Recently, ZDNet revealed the presence of another spearphishing campaign involving YouTube, except that instead of using fake profiles of YouTube personalities to phish millions of their fans, cyber criminals are targeting YouTube personalities themselves using a tried-and-tested phishing technique.
Primarily aimed at the YouTube creators car community, the technique involves cyber criminals sending phishing emails to YouTube stars containing links that redirect them to fraudulent websites where they are asked to fill in their YouTube login credentials.
The cyber criminals then harvest such credentials from the fraudulent websites, use them to break into victims' Google accounts, re-assign hijacked YouTube accounts to new owners, and change the channel's vanity URL to make channel owners believe that their accounts have been deleted.
Spearphishing campaign targeted YouTube accounts across many genres
According to ZDNet, the hackers were even able to break into Google accounts of YouTube stars that were protected by two-factor authentication, indicating that the hackers may have been actively using reverse proxy-based phishing toolkits to bypass 2FA in targeted accounts.
Askamani, a hacker who is a regular at OGUsers (a forum used to trade hacked and stolen online credentials by cyber criminals) told ZDNet that the spearphishing campaign targeting the YouTube creators car community could have been the result of hackers gaining access to a database containing contact details of YouTube stars in that genre.

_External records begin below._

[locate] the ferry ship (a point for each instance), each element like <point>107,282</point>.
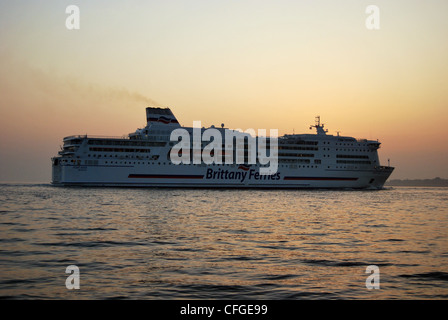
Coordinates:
<point>142,159</point>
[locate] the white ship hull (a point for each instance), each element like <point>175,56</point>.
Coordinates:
<point>144,160</point>
<point>215,176</point>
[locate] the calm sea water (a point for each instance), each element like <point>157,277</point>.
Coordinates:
<point>222,244</point>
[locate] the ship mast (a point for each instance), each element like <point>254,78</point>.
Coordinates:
<point>319,127</point>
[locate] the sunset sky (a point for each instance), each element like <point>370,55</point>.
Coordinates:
<point>247,64</point>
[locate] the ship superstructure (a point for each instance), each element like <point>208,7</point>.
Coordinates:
<point>142,159</point>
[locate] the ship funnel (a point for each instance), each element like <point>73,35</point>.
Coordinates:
<point>161,116</point>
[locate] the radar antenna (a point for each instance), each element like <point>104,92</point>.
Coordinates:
<point>319,127</point>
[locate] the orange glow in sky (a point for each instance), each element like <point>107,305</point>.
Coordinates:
<point>247,64</point>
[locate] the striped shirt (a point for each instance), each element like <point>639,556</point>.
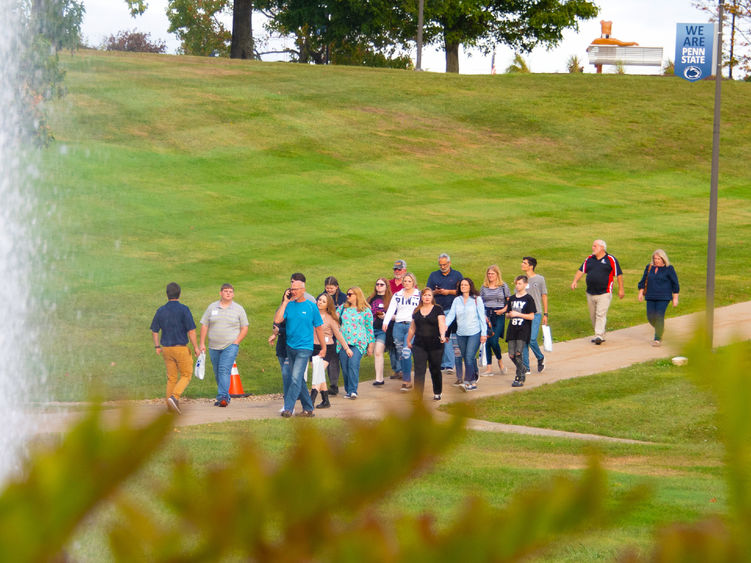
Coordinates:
<point>224,323</point>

"These campaigns targeting car accounts are something normal. Means someone got their hands on an email list with addresses from a specific sector. My money is on someone hacking into one of those social media influencer databases," Askamani told ZDNet.
"You can spam random people all you like, but you won't get access to accounts with good subs [subscribers]. If there's a spike in complaints, as you said, then someone got their hands on a real nice database and their now getting a bang for their buck.
"I'd keep my eye on OGUsers and the Russian forums if I were you. Those accounts need to be dumped really quick before YouTube gives them back to their original owners. "You need to sell hacked accounts real quick before they become worthless, Askamani added.
Cyber criminals continue to exploit the weakest link in cyber security
Even though the automotive community on YouTube was specifically targeted, social media activity in recent days has revealed that the spearphishing campaign ended up compromising YouTube accounts of personalities catering to other genres such as music, gaming, and technology as well.
"The recent phishing attacks on YouTube are an escalation of a classic scheme, in which users are lured to fake login pages, where they enter legitimate credentials. Cybercriminals are always looking for the weakest link in the cybersecurity protecting valuable assets; in this case, it was users," says Jonathan Knudsen, senior security strategist at Synopsys.
"The best proactive defence against such attacks is education. With the right knowledge, fewer users would have fallen victim to these attacks.
"The fact that users were the target of these attacks indicates that Google has done well in securing YouTube. Any proactive security-focused organisation following secure development practices, using security testing tools such as static analysis, software composition analysis, and fuzz testing, will build more robust, more secure systems and applications. Consequently, attackers will focus on the weakest area, which is often user interactions with the system," he adds.